As regular readers of my blog will know I have recently immersed myself in two books that discuss how randomness affects our everyday lives (Fooled by Randomness: The Hidden Role of Chance in Life and in the Markets by Nassim Nicholas Taleb and The Drunkard’s Walk: How Randomness Rules Our Lives by Leonard Mlodinow).
These books have prompted me to consider how randomness affects the world of market research. As researchers our raison d’etre is to make sense of data but if there is an element of randomness, as there is bound to be with any dataset, how does it affect what we do?
When reporting data we use the concept of a statistical difference to ascertain whether or not the disparity between 2 figures is a real difference or due to chance. However, we commonly test for significance at the 95% level meaning that for every 20 times a difference is shown as significant, 1 of these differences is a mirage, due purely to chance. Therefore, 1 time in 20 randomness in the data misleads us.

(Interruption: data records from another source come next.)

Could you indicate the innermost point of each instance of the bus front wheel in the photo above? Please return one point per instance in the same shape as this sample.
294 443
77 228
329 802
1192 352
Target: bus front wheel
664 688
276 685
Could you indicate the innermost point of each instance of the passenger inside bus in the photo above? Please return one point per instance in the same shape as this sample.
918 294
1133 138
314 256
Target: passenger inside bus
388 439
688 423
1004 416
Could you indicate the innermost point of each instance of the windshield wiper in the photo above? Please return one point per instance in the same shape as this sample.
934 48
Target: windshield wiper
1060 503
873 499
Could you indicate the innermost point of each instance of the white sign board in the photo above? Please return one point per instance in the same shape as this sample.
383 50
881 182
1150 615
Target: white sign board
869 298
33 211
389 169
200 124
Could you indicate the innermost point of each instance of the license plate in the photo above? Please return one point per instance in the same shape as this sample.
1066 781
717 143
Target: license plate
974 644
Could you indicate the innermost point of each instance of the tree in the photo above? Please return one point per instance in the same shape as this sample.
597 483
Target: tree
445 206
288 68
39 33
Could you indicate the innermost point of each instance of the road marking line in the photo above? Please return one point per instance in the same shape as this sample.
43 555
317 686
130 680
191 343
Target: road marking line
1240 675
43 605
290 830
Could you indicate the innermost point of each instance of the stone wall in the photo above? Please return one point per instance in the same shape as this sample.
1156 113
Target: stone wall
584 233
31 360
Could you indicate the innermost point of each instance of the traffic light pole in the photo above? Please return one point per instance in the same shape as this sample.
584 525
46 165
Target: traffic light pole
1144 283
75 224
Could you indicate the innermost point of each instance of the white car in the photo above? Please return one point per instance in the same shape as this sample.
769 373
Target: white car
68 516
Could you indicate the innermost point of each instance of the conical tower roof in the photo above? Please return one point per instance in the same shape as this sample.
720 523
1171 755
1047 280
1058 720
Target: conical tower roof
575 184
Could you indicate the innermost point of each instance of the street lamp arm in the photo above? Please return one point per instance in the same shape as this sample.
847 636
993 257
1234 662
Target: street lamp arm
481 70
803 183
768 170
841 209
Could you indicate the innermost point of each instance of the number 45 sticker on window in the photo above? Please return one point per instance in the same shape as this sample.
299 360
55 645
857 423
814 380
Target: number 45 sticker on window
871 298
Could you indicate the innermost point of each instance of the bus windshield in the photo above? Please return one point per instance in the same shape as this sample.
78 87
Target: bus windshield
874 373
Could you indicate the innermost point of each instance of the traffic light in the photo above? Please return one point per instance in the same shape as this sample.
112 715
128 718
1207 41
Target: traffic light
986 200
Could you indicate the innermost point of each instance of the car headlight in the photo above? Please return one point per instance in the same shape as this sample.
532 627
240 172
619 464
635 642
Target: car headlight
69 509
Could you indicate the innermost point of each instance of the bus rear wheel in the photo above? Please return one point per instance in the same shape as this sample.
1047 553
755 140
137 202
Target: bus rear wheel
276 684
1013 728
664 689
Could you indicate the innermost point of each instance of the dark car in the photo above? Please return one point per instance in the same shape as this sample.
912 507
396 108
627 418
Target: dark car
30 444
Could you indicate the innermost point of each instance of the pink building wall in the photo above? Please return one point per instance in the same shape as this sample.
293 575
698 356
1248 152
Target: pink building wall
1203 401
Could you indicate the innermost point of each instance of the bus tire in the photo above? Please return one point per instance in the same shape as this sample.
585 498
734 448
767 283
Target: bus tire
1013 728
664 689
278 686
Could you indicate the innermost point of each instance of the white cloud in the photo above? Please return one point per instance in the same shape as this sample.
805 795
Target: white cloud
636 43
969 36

In my agency days I can remember a few times when I have been preparing a report or presentation and came across figures which seemed to be anomalies compared to the rest of the results. We’d verify the data again to make sure it was OK and look at the question wording and its order within the questionnaire to check if there were any reasons why the data could be different from the norm. When these checks were made and didn’t unearth anything we’d then discuss possible reasons for the inconsistency and invariably come up with a theory to justify the figures to the client. Although, between us, we sometimes theorised that the strange figure could be due to randomness this isn’t something that tends to go down well with clients. We are paid to explain what data means, not make excuses, but our inability to acknowledge the possibility of randomness in our data has the potential to lead to flaky interpretation.
Another danger of randomness is the human tendency to try to make sense of it. People like to be in control and, by definition, we are not in control of randomness and try to construct theories to make sense of it. This can be especially dangerous for market researchers. When interpreting a set of data there is a danger that researchers can, either consciously or sub-consciously look for patterns that provide evidence of their hypotheses and ignore contradictory data (what psychologists call the “confirmation bias”). This applies to both quantitative and qualitative data. Indeed, it could be argued that qualitative research is more likely to be subject to this sort of confirmation bias due to the smaller number of respondents typically involved in a study. It may also be the case that moderators or interviewers are sub-consciously looking for information during the fieldwork phase that reinforces their or their client’s hypotheses around the subject they are researching.
Market researchers therefore need to beware of randomness. It is vitally important that researchers have the ability to keep an open mind and recognize that chance events produce patterns that are open to misinterpretation. We should question our perceptions and theories, spending as much time looking for evidence that they are wrong as we spend searching for reasons they are correct.